Using an infinite number of Tietze transformations

Question

I have a group presentation $G\cong\langle R|S\rangle$ which I am willing to reduce to $G\cong\langle S'|R'\rangle$ by making use of Tietze transformations. In my case, I am only using the following transformation :

Removing a generator :

If a relation can be formed where one of the generators is a word in the other generators then that generator may be removed. In order to do this it is necessary to replace all occurrences of the removed generator with its equivalent word.

In my case, I can reduce my presentation to having $|S'|=2$. However, to achieve this goal, I am requiring to be able to use an infinite number of such transformations. My setting is that I have $R=\{t\}\coprod\{a_n,\;n\in\mathbb{Z}\}$ and I can express $a_n$ in terms of $t$ and $a_0$ using relations in $R$. Applying a finite number of Tietze transformations, I can reduce the presentation to any set of generators of the form : $$S''=\{t,a_0\}\coprod\{a_n,\;|n|\geqslant N\}$$ with arbitrarily large $N$. My question is therefore :

Is it allowed to make use of an infinite number of Tietze transformations to transform a presentation into another ?

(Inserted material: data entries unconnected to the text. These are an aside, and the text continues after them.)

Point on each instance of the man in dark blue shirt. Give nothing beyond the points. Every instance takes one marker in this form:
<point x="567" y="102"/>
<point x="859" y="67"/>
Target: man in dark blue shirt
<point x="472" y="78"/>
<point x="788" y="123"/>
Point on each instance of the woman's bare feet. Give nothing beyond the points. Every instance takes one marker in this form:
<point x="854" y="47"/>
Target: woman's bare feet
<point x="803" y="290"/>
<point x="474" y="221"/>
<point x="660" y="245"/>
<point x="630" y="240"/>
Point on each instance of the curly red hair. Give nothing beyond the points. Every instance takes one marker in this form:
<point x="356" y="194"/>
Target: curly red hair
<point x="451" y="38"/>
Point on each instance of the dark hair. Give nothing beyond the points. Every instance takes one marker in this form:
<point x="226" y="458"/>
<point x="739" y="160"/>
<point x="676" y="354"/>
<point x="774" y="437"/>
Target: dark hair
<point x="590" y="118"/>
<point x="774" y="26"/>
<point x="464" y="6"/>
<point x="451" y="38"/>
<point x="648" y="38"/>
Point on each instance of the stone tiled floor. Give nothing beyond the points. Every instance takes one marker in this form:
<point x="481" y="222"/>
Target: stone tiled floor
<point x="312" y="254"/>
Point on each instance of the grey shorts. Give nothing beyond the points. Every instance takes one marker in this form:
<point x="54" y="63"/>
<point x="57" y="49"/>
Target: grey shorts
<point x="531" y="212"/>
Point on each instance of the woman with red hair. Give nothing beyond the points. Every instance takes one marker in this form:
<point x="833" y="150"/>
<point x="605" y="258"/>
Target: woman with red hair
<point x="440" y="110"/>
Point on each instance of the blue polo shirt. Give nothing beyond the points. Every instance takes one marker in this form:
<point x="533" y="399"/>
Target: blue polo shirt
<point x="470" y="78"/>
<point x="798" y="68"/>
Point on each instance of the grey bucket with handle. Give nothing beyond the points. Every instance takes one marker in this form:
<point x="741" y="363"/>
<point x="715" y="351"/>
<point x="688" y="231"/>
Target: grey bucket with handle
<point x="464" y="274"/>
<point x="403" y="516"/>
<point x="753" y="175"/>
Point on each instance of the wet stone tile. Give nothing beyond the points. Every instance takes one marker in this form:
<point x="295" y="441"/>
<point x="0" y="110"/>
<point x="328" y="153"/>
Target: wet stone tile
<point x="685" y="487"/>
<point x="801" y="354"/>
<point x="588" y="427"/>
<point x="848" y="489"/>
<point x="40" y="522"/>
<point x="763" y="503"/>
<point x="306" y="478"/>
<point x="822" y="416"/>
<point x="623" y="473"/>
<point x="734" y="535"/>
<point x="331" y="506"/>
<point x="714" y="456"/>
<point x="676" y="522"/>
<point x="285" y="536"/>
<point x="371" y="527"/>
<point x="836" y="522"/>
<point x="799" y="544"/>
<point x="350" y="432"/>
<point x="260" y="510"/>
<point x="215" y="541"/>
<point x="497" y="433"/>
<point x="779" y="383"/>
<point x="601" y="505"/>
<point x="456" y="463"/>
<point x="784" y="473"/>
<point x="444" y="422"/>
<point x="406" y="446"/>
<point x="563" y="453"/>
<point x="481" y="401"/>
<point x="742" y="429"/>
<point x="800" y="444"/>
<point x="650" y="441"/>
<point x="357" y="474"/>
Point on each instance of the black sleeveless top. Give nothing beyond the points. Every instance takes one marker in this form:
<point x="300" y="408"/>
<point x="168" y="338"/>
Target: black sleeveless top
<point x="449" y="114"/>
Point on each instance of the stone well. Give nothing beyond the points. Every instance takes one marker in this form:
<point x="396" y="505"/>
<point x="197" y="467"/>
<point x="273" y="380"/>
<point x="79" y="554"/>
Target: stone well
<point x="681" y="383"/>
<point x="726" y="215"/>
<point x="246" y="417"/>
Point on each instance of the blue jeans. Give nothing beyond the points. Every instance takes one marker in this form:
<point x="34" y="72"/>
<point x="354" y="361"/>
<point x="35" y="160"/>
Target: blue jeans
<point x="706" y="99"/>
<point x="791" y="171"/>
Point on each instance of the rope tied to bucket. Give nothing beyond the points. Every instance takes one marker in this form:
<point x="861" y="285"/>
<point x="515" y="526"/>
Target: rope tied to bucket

I am expecting this result to be true in fact, since, admitting this is working just fine, the presentation I obtain in the end is exactly the one I am expected to give. Intuition tends to tell me that there's nothing wrong with this, but usually intuition is not working very well when messing with doing something "infinitely many times"...

I couldn't find anything anywhere about the proof of this fact. I even dug deep to try my luck with Tietze's 1908 paper, which was unfortunately never translated.

Answer 1

The definition in wikipedia is incorrect, essentially for situations like you describe. Wikipedia is really defining elementary Tietze transformations, which is fine for finite presentations but not in general.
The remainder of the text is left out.